Session Description
Session Description
Art as a Triadic Event: a Peircean Theory of Visual Communication
Saturday, September 12, 2009 - 9:30 AM
“The distinction on which all philosophy is based is between Images of Reason and Images of Sense. The distinction on which all Psychology is based is between Images of the Inner Sense and Images of the Outer Sense. The distinction on which Metaphysics is based is between Images as Images and Images as Representation.” -- Peirce, 1860 June 30, in: His Glassy Essence (Ketner).

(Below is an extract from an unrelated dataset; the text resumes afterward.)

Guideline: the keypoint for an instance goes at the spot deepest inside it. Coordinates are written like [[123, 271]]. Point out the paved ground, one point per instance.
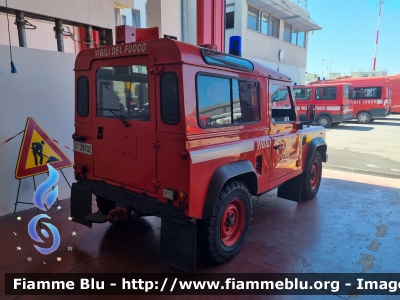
[[351, 226], [366, 148]]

The crisis in which science and philosophy have been involved for the past two hundred years stands out in no other feature as clearly as in the relation between the science of nature and the science of culture. Natural sciences have progressively widened their sphere and have created entirely new instruments of knowledge. As for the sciences of culture they faced an even greater task. For them it was primarily a question of finding that genuine scientific attitude that even Kant and Hegel believed to be reserved only for mathematics and mathematical science of nature. Despite this dominance of disciplinary confrontation the epoch also includes essential attempts to overcome this gap. Charles S. Peirce belonged to those thinkers who strongly criticized disciplinary isolation and vigorously argued for an interdisciplinary approach of pure scientific observation. His science of semeiotic was designed as the science of interdisciplinary thought.
According to Peirce human beings acquire and produce culture through a triadic event. He explains human beings as sign creatures, creating words, names and objects among which the most complex are considered to be visual representations. This lecture discusses strong relevance of the Peircean approach in contemporary scientific discourse, and applies its analytical method to explore the universe of meaning in complex visual representations such as art works.
Elize Bisanz will be presenting Art as a Triadic Event at 9:15 AM in Rooms 307 and 309 of the Texas Tech University Main Library.